A new day dawned over Fort Figwort, as was common practice, the dawn rays travelling some 150 million kilometres from a fixed point before breaking with uncanny precision through the uppermost leaves of the glistening rainforest. The orangutans stirred in their treetop nests. Time passed slowly and, heard only by those who cared to listen, the universe spoke.


Early one morning,” sang Professor Figwort—who was one of the many people
not
listening— “…just as the sun was dawning, I heard a maiden think in the valley below: ‘I can’t deceive thee. You must believe me. Phileas Figwort has caught my thoughts so.’”

Oswald had by this time snuck into the bathroom and was grooming herself with the professor’s hairdryer. Figwort lured her away with a bowl of cornflakes.

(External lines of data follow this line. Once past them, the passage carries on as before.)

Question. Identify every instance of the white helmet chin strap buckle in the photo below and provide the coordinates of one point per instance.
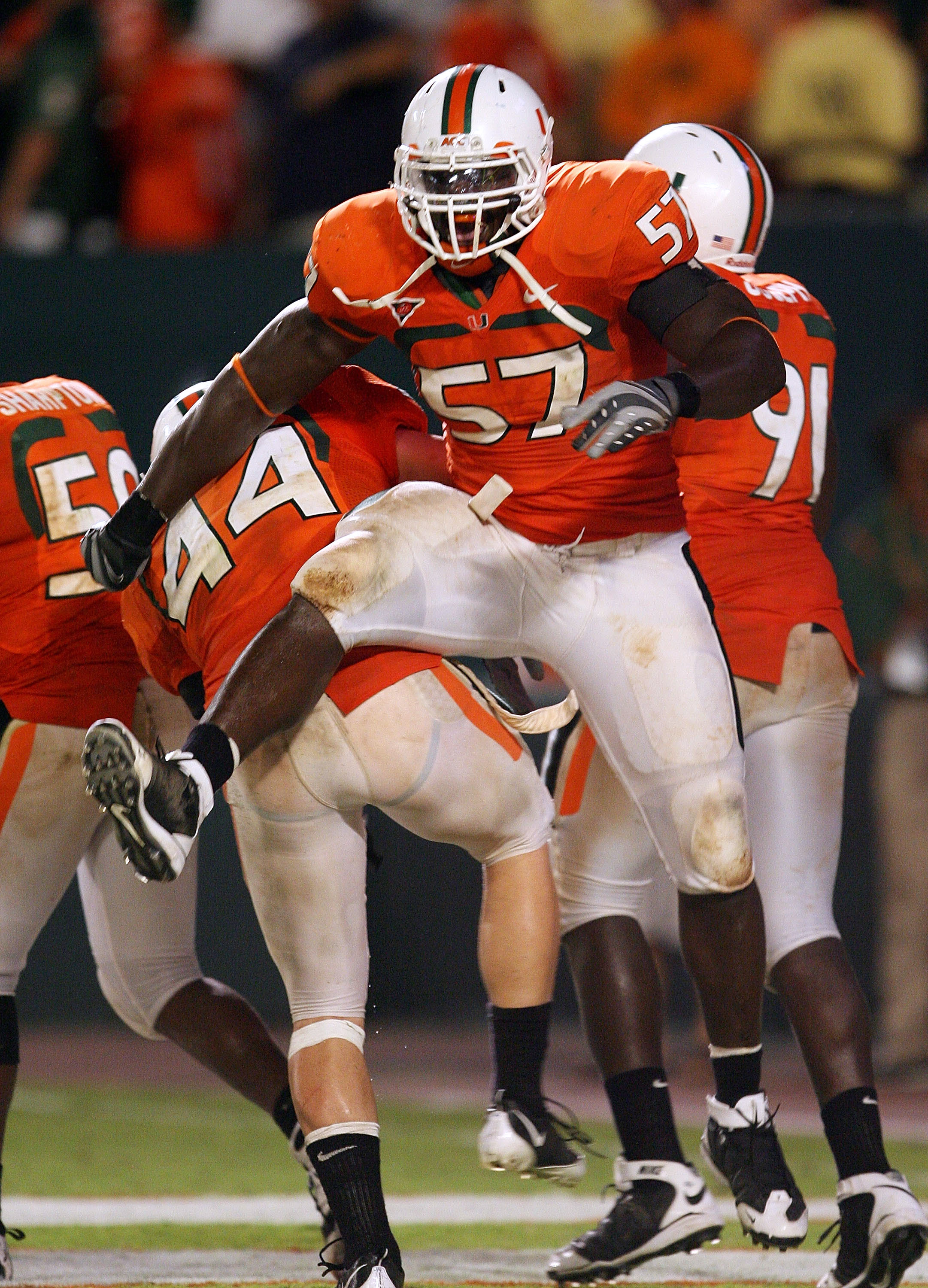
(550, 303)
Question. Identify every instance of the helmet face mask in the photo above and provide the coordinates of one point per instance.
(465, 195)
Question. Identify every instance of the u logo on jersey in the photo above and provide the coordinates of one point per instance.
(405, 308)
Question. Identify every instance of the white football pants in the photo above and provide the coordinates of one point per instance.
(142, 936)
(431, 755)
(623, 623)
(795, 744)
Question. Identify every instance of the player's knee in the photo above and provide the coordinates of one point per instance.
(9, 1031)
(138, 990)
(524, 823)
(585, 897)
(711, 818)
(355, 572)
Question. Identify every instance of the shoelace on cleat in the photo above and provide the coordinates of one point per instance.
(331, 1267)
(767, 1165)
(569, 1127)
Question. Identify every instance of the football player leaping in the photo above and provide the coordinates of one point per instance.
(752, 491)
(398, 729)
(531, 302)
(65, 661)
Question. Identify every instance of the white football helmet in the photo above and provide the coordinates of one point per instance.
(474, 161)
(174, 413)
(725, 187)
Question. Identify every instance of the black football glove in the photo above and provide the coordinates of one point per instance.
(118, 552)
(622, 413)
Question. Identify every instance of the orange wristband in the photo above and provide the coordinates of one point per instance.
(240, 371)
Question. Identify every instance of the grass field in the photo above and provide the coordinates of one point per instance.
(101, 1142)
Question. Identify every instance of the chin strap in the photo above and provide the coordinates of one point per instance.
(550, 303)
(387, 301)
(542, 295)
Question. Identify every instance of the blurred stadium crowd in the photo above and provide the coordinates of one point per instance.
(191, 123)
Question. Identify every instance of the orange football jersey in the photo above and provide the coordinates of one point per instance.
(223, 566)
(498, 368)
(65, 467)
(748, 490)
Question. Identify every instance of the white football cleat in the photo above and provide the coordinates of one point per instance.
(740, 1148)
(662, 1207)
(883, 1232)
(156, 803)
(513, 1142)
(373, 1273)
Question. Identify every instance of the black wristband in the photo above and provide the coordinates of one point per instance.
(137, 521)
(688, 393)
(212, 747)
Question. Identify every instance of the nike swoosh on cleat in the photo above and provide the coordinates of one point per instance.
(325, 1158)
(120, 812)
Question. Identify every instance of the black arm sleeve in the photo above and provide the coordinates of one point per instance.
(659, 302)
(194, 693)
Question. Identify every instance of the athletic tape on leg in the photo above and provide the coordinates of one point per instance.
(322, 1031)
(343, 1130)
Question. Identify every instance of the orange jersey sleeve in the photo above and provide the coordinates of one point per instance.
(222, 568)
(749, 486)
(496, 358)
(618, 222)
(65, 467)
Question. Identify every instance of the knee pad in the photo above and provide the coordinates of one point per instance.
(585, 896)
(9, 1031)
(312, 1035)
(138, 990)
(355, 572)
(711, 817)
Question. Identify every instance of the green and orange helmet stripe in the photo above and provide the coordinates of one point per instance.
(760, 212)
(459, 98)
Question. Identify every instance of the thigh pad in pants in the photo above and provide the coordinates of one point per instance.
(796, 737)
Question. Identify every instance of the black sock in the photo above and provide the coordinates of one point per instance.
(737, 1076)
(285, 1115)
(643, 1113)
(212, 747)
(348, 1165)
(854, 1133)
(520, 1039)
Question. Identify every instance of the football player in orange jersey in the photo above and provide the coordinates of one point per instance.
(66, 660)
(755, 490)
(529, 299)
(397, 729)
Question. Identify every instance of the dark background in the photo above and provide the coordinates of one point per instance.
(141, 328)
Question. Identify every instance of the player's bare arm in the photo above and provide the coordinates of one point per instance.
(730, 362)
(293, 355)
(728, 352)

Here we go,” he said, pulling the skullcap over her sparse pate. “
Bon appétit
.”

Oswald stopped chewing and rolled her eyes up, her expression one of refined deliberation. She scratched her head through one of the holes in the skullcap and then turned her attention back to the cornflakes. Professor Figwort chuckled and donned his own skullcap. He looked as if he were about to take a shower.


It works like this,” Figwort explained, plucking an orange from atop a cannonball mound of oranges on the table. “Now, let’s pretend that you’ve just asked me for a mandarin. In the regular course of events, I would either have to assume that by ‘mandarin’ you really meant ‘orange’—in which case I’d pass you one—or that you actually thought there were mandarins among the oranges and that you specifically wanted one of those—in which case I’d have to say no. But you see, there is ambiguity. I would need to ask for clarification…”—Figwort regarded the orange, lips puckered as if he’d just cleaned out the horn of plenty— “…but not with the thought helmets. Right now, our every utterance is being pinned down at the point of conception, so that what we hear is not just the word itself but the very essence of what lies beneath it. Do you see?” Figwort frowned, a quicksilver shadow of doubt flickering at the periphery of his great vision. “Oswald, can you understand me? This is of the utmost scientific significance. Pay attention, now. I want you to reach out and shake my hand.”

Oswald regarded the professor’s outstretched palm, her jaws spread but her lips pursed. She looked to the left, then the right, and then passed him the salt.